Chapter 30

Chapter Thirty

“Why were you so angry?” Andrew heard her ask.

He looked up from where he stood near the hearth, with one hand braced upon the mantel, and the other still closed too tightly around nothing at all.

The bedchamber was quiet behind them. The sounds of the ball had faded into a distant murmur belowstairs, softened by walls and carpets until the music seemed less like music than memory.

Only the fire spoke clearly, shifting low in the grate, throwing gold across the bedposts, the dressing screen, the pale silk of Frances’s gown.

She was standing near the door with her gloves half drawn from her hands, watching him.

Andrew did not answer at once. He had thought the silence would be safer.
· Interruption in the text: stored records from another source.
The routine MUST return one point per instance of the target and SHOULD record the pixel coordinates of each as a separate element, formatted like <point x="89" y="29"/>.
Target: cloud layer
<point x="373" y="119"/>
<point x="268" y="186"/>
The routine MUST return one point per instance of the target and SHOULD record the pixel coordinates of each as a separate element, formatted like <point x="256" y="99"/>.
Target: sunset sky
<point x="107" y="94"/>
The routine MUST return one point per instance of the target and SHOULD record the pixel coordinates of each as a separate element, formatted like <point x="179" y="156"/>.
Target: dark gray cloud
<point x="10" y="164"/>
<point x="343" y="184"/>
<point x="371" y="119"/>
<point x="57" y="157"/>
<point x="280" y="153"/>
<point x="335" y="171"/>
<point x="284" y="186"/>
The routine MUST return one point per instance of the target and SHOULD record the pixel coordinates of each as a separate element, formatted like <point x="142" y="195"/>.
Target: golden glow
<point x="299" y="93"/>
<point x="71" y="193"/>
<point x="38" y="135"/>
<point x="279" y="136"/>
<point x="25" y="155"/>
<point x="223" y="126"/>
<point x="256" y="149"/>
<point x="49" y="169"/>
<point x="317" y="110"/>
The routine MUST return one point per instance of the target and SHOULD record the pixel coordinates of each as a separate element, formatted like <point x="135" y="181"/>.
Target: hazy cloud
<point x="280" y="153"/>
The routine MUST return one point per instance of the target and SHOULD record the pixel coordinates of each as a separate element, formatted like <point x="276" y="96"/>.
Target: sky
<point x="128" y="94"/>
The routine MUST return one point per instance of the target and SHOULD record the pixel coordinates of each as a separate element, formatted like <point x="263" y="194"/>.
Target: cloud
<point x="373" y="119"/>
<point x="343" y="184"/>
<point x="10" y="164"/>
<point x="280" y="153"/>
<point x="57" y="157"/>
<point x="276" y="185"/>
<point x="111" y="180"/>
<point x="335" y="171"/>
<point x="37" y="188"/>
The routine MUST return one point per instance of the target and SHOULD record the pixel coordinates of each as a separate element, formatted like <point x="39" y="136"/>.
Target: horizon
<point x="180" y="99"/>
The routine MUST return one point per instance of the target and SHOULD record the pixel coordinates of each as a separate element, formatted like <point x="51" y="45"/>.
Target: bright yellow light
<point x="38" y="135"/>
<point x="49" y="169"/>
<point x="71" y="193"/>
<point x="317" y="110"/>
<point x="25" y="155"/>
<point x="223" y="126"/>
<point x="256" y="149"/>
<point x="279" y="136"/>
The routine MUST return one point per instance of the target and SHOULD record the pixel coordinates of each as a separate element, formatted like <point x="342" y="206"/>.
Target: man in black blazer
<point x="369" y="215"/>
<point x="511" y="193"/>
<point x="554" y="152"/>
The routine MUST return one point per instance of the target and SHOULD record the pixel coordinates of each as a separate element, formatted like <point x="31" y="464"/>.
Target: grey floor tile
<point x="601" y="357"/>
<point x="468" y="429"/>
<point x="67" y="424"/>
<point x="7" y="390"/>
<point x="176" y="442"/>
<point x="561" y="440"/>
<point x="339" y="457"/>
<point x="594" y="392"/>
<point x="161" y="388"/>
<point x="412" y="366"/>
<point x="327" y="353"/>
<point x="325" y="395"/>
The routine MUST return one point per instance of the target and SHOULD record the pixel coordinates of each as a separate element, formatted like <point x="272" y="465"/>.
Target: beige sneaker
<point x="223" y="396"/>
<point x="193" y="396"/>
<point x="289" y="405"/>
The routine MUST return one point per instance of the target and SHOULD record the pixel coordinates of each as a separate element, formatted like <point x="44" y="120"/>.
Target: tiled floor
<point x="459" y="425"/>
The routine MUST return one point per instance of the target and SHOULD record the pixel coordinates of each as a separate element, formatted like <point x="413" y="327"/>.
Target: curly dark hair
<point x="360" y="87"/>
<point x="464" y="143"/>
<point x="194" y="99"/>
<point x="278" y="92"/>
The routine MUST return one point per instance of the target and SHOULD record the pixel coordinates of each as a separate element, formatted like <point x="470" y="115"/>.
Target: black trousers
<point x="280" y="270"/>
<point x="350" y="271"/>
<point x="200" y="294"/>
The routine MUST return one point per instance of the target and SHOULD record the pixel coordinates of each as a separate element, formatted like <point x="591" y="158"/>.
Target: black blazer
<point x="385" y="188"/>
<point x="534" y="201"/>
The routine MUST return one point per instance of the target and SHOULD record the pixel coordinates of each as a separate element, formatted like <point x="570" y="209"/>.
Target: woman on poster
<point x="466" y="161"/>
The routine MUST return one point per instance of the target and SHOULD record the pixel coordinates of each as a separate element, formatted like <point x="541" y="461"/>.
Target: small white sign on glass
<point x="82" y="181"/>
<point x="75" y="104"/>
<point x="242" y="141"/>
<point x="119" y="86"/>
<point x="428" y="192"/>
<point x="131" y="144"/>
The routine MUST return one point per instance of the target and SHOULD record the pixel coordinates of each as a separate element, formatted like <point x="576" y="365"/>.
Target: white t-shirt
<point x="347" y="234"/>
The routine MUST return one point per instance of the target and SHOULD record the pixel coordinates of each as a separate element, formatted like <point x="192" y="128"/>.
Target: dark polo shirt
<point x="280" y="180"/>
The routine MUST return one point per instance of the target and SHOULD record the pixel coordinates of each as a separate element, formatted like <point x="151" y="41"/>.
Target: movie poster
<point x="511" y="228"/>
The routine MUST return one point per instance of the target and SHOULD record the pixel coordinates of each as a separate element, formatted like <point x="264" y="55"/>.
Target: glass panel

Since leaving the ballroom, he had relied upon it, as he had relied upon silence in a thousand other moments when speech would have revealed more than he wished known.

He had escorted her upstairs. He had opened the door for her.

He had entered after her only because custom allowed it and because, absurdly, some part of him had not been willing to leave her yet.

Now she looked at him as though she meant to take the silence apart thread by thread.

“Andrew,” she called out. “Why?”

He straightened slowly. “Because he spoke to you improperly.”

“That is not what I asked.”

His jaw tightened.

Frances took one step farther into the room.

The firelight caught the green silk of her gown and made it seem warmer, deeper, nearly alive.

A curl had escaped near her ear during the dancing.

He noticed it with an irritation that was not directed at her.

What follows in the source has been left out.